Você finaliza “Imagine” dizendo que espera que mais pessoas se juntem pelo ideal aparentemente distante do mundo inteiro vivendo como “um”. São palavras fortes que você semeou.

Elas continuam eternas aqui. Talvez eu também não esteja mais viva no futuro para ver o dia em que isso irá acontecer, mas sei que somos capazes de chegar lá enquanto humanidade.

Você nunca foi mesmo o único sonhador. Nem eu serei a única sonhadora.

Podermos ser como pontos espalhados em diferentes esferas de tempo, espaço e consciência, mas estamos de certa forma sempre conectados com quem partilha de nossos valores.

Obrigada por ter imaginado um mundo melhor.

Toda transformação realmente começa aí.

Um abraço,

Rafaela




4 respostas para “Diários de Quarentena – Carta 2, John Lennon”

  1. Querida Rafaela, também me perguntei ao longo da vida quando começamos a endurecer e a ficarmos opacos como você disse. Outras vezes, me perguntei em qual momento eu me perdi e fiquei a deriva ou sem direção. Algumas respostas tem sido muito duras mas carregadas de muito autoconhecimento, descobertas e redescobertas.
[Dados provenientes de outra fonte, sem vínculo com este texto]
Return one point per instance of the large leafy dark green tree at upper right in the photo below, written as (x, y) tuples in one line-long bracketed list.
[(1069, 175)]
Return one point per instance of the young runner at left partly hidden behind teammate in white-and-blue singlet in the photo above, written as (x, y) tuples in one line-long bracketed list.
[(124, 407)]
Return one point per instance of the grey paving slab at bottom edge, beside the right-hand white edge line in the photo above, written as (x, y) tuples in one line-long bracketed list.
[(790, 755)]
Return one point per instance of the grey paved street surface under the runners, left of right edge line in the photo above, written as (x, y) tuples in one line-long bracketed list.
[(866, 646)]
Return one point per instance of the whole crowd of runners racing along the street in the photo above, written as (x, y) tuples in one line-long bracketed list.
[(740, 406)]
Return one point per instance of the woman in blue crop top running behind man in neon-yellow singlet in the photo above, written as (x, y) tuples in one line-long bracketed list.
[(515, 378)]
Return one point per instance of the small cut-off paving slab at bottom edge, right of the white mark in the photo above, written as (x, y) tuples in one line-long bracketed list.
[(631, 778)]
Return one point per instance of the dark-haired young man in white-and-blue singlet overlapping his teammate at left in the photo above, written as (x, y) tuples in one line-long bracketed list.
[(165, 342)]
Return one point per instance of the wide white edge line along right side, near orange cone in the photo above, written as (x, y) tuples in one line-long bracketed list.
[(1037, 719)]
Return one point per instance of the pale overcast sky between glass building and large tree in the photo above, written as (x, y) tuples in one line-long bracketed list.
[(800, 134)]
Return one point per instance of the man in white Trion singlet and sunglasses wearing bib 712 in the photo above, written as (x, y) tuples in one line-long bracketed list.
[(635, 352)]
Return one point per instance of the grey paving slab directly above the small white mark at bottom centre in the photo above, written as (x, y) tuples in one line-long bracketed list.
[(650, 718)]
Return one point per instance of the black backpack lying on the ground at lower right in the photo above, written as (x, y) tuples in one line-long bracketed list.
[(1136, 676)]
Acho que esse tempo de quarentena tem sido assim para muitos de nós: uma louca viagem dentro da nossa própria existência.

    Um abraço, com muita emoção!

    Renata

    1. Com certeza, Renata!

      A quarentena foi um chamado inadiável para esse mergulho dentro de nós mesmos. Às vezes é duro, pois foi algo que nos foi “imposto”, não tivemos nenhuma possibilidade de escolha. Mas acredito que quem está vivenciando esse processo agora, sairá de toda essa situação muito mais forte. Saiba que você não é a única experimentando processos intensos..hehe

      Um abraço carinhoso e obrigada pelo comentário,
      Rafa

    1. Oi, Bibi!!

      Ahh, que linda. <3
      Amo ler em voz alta também, mas nunca experimentei fazer isso com textos meus haha
      Sobre o amor...o que dizer, né?
      Sigo achando que ele é mesmo a razão da vida.
      Ontem, inclusive, li em "Os Miseráveis": "Amar ou ter amado, isso é suficiente. Não peça mais nada. Não há outra pérola a ser encontrada nas escuras dobras da vida. Amar é uma consumação".

      Beijo e obrigada por estar aqui.